On Behalf of | Nov 6, 2017 | Landlord / Tenant |

The title of this post is a cheeky reference to acclaimed fiction writer Raymond Carver, who died in 1988, and his 1981 short story collection What We Talk About When We Talk About Love. Many of Carver’s stories are populated with “regular” characters facing workaday circumstances, like the fraught relationship between a husband and wife.

Commercial tenants sometimes face fraught relationships with property owners over common area maintenance, a term that sounds about as workaday as it gets, but can mean hundreds of thousands or even millions of dollars in unexpected costs.

CAM

Landlords have quite a bit of “wiggle room” when it comes to common area maintenance (“CAM”), and the amount of additional rent they charge their tenants for it. As you know, CAM is generally based on the amount of rented square footage, and goes toward maintenance of common areas (sidewalks, parking lots, food courts, etc.).

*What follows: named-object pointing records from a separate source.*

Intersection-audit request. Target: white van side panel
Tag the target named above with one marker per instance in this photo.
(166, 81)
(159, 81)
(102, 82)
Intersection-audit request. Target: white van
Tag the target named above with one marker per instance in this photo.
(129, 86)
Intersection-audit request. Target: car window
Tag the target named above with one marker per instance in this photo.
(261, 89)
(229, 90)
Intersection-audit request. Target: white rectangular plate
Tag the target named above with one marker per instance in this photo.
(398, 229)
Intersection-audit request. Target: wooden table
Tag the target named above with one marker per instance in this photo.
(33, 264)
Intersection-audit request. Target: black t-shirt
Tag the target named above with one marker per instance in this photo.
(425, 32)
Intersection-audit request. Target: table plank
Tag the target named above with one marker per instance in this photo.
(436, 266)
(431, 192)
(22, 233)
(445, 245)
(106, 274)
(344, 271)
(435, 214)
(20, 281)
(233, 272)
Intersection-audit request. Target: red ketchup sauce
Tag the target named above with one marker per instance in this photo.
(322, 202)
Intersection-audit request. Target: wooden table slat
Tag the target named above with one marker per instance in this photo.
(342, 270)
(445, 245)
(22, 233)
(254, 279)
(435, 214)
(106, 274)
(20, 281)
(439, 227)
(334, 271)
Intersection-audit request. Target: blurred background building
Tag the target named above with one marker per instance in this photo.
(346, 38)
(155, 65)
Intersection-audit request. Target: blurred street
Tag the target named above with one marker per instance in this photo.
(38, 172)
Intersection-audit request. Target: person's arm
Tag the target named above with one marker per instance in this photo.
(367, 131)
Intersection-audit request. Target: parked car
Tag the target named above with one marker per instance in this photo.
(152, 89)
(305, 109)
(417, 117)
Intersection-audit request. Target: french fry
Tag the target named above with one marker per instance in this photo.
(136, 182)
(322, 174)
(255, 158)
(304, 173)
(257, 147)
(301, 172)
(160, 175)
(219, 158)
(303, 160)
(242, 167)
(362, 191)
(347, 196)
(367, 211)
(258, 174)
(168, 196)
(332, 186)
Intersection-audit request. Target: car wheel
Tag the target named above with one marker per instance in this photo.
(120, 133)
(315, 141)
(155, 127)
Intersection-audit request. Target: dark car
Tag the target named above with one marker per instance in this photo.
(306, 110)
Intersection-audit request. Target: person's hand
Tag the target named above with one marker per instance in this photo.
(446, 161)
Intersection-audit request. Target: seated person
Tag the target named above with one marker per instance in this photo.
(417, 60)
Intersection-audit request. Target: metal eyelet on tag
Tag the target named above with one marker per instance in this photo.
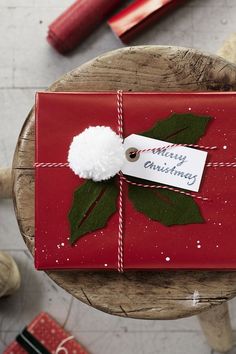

In a sense, CAM is akin to monthly maintenance fees charged to condominium owners – with a distinction: CAM charges can fluctuate wildly, based on the landlord’s estimates and reconciliation.

While results are never guaranteed, in both of the examples below, there is legal recourse.

Example No. 1: Troubling Estimate

We represent a nationwide chain store that had moved into a shopping center. The trouble comes when the landlord’s estimates of our client’s share of CAM expenses are off by more than a million dollars, so that our client’s costs are more than double, from taxes and insurance to street sweeping and so on.

We assist our client in suing for fraud, recession based on mutual mistake, mistake of fact, breach of lease, and breach of implied covenant of good faith and fair dealing. To make a long story short, we ultimately obtain a valid complaint (after the case bounces around from the trial to appellate court and back again).

With a valid complaint in hand, the landlord settles.

Example No. 2: Troubling Reconciliation

Even if the landlord hasn’t pulled a fast one, as in the first example above, a lot can happen between the estimate and the reconciliation.

In this example, the tenant pays CAM charges for a year based on the original estimate, but at the end of the year, the landlord informs our client that the estimate was off, and now intends to make the tenant pay what they owed from the prior year and what the landlord estimates for next year.

If the estimate was off by a large margin, there’s a double hit to the tenant.

Is this fair? Probably not, but it happens, and the issue often needs to be litigated.